Migrating databases from one server to another is a pain: mysqldump on old server -> gzip -> scp big dump file -> gunzip -> mysql. It takes a long time, and is very manual and (and thus error-prone), and generally has the stink of “lame” hanging about it.

Ricardo Chimal, Blake Mizerany and I cooked up our attempt at a solution to this problem: Taps.

Taps is a temporary web service you run on a server that has access to the database you want to export. You can then run the client to connect to that service and pull data out of it in chunks. It works through firewalls, doesn’t require a direct ssh connection, and - best of all - it’s database independent. So you can export from a MySQL database and import to PostgreSQL, or vice versa.

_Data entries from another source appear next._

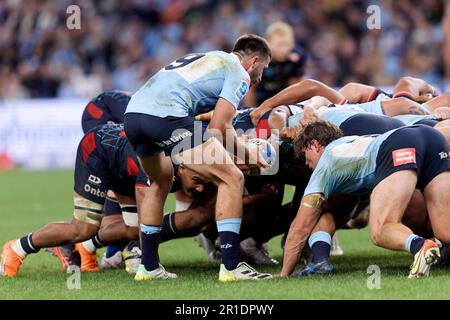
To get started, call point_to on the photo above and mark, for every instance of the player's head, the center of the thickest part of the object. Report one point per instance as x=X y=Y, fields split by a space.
x=254 y=53
x=312 y=140
x=280 y=37
x=191 y=182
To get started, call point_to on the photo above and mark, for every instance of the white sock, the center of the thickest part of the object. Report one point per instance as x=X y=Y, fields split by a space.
x=17 y=248
x=89 y=246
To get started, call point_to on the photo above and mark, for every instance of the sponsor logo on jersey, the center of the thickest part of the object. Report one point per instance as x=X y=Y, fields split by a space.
x=444 y=155
x=94 y=180
x=94 y=191
x=174 y=139
x=225 y=246
x=404 y=156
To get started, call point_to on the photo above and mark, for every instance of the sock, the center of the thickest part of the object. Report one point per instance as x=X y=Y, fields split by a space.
x=24 y=246
x=149 y=246
x=229 y=241
x=414 y=243
x=93 y=244
x=112 y=250
x=320 y=244
x=168 y=228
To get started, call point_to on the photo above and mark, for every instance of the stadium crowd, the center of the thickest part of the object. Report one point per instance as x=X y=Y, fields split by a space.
x=120 y=43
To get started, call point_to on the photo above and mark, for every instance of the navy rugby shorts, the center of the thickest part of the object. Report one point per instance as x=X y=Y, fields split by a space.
x=417 y=147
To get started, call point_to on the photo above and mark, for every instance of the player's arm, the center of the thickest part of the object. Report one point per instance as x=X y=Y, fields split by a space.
x=414 y=88
x=221 y=127
x=207 y=116
x=401 y=105
x=307 y=217
x=357 y=92
x=300 y=91
x=318 y=101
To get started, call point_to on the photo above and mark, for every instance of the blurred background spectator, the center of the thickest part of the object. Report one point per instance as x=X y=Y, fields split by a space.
x=122 y=43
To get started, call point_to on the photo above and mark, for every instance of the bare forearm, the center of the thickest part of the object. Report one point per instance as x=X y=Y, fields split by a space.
x=303 y=90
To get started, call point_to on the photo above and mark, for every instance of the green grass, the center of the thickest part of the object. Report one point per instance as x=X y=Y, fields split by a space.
x=28 y=200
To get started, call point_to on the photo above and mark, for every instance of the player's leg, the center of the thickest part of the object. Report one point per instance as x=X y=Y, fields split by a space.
x=159 y=169
x=388 y=202
x=320 y=243
x=397 y=106
x=87 y=217
x=357 y=92
x=217 y=166
x=438 y=204
x=444 y=128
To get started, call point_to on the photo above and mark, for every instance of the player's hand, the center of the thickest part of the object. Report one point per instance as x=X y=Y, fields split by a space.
x=423 y=97
x=255 y=157
x=309 y=115
x=288 y=134
x=270 y=188
x=278 y=275
x=257 y=113
x=442 y=113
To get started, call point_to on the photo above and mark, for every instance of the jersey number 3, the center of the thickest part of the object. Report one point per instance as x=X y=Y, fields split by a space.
x=184 y=61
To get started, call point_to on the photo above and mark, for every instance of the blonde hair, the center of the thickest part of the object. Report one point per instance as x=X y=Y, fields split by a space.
x=280 y=28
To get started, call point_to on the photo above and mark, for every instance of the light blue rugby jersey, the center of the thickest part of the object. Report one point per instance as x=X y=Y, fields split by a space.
x=374 y=107
x=410 y=119
x=192 y=85
x=347 y=166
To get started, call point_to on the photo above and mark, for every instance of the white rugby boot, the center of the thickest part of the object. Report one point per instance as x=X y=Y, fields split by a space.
x=423 y=260
x=242 y=272
x=160 y=273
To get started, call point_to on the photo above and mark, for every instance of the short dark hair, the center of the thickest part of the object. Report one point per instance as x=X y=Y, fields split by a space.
x=323 y=131
x=249 y=44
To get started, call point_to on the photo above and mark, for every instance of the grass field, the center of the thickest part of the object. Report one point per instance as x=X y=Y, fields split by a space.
x=28 y=200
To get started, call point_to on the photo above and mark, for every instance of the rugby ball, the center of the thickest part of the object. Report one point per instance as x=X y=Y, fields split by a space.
x=266 y=149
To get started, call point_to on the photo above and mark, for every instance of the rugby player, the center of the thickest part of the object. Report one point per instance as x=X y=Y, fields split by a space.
x=390 y=166
x=105 y=161
x=107 y=107
x=169 y=101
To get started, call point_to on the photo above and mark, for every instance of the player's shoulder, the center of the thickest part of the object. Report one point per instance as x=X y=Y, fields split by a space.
x=230 y=61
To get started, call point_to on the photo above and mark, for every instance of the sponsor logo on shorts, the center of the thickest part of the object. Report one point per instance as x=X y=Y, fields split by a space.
x=242 y=90
x=444 y=155
x=174 y=139
x=94 y=191
x=94 y=180
x=404 y=156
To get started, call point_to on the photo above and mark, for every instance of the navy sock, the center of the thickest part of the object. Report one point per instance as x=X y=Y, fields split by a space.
x=149 y=246
x=320 y=244
x=414 y=243
x=320 y=251
x=229 y=241
x=27 y=244
x=112 y=250
x=168 y=228
x=97 y=242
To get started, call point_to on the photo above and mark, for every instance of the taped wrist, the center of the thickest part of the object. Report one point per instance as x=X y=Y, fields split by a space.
x=314 y=201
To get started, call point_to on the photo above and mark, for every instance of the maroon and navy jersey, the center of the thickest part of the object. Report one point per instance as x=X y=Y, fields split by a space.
x=106 y=161
x=107 y=107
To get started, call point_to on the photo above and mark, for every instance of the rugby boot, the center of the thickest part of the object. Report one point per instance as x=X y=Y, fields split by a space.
x=10 y=262
x=320 y=268
x=423 y=260
x=242 y=272
x=159 y=273
x=88 y=259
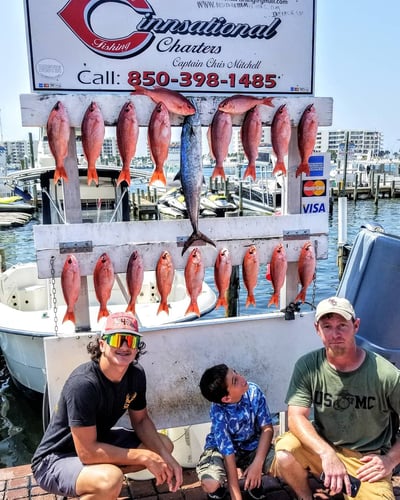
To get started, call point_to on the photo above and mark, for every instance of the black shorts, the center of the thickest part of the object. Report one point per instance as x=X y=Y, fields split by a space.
x=58 y=473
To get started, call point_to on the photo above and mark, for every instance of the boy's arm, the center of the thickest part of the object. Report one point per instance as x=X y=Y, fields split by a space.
x=232 y=477
x=254 y=472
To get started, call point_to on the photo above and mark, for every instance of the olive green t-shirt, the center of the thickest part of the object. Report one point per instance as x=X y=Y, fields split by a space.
x=351 y=409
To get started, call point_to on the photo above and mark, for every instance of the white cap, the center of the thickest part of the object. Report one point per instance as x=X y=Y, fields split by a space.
x=338 y=305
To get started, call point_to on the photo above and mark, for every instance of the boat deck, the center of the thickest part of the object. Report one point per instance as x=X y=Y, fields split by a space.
x=18 y=483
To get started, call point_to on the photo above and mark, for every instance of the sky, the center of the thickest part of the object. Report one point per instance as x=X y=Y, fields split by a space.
x=356 y=63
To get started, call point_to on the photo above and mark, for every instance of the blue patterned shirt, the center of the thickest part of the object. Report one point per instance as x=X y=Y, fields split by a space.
x=237 y=426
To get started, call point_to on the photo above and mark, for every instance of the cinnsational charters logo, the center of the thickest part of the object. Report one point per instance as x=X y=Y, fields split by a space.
x=78 y=16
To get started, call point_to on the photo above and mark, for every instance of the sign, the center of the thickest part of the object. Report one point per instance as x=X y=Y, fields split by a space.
x=315 y=194
x=195 y=47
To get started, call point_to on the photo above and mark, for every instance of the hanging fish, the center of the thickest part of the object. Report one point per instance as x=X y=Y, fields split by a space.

For example, let’s say you want to export a MySQL database running on your Slicehost slice to your freshly provisioned extra-large EC2 instance.

First, install the taps gem on both machines:

$ gem install taps

On the slicehost machine, run the server:

$ taps server mysql://root@localhost/mydb tmpuser tmppass
== Sinatra/0.9.0.4 has taken the stage on 5000 for production with backup from Thin

(You’ll need to either open port 5000 in your firewall, or use an Apache or Nginx to create a vhost for the temporary taps server.)

Now, on the ec2 instance, assuming you’re using the raw port:

$ mysqladmin create mydb
$ taps pull mysql://root@localhost/mydb http://tmpuser:tmppass@slicehost-box:5000 
Receiving schema from remote taps server
Receiving data from remote taps server
4 tables, 1,064 records
widgets:   20% |====              | Time: 00:00:00

After it finishes, you can Ctrl-C the taps server on the original machine.

The web service uses Sinatra and exports schema and data as marshalled arrays. It’s not as fast as a raw dump, but it’s not bad. Ricardo benchmarked a transfer of a 500MB Postgres database with about 250k records between two small EC2 instances at about 10 minutes.

Here’s an example working locally of exporting a SQLite database (in the file my.db) to Postgres:

$ taps server sqlite://my.db
== Sinatra/0.9.0.4 has taken the stage on 5000 for production with backup from Thin
$ createdb mydb
CREATE DATABASE
$ taps pull postgres://postgres@localhost/mydb http://localhost:5000
Receiving schema from remote taps server
Receiving data from remote taps server
1 tables, 2 records
widgets:       100% |====================| Time: 00:00:00

This is a challenging problem and Taps is still a very young solution. But I think it points the way to an automated, elegant approach to a relatively common problem. If you’ve had this itch yourself, grab a copy and help us test. Send bug reports and pull requests to Ricardo.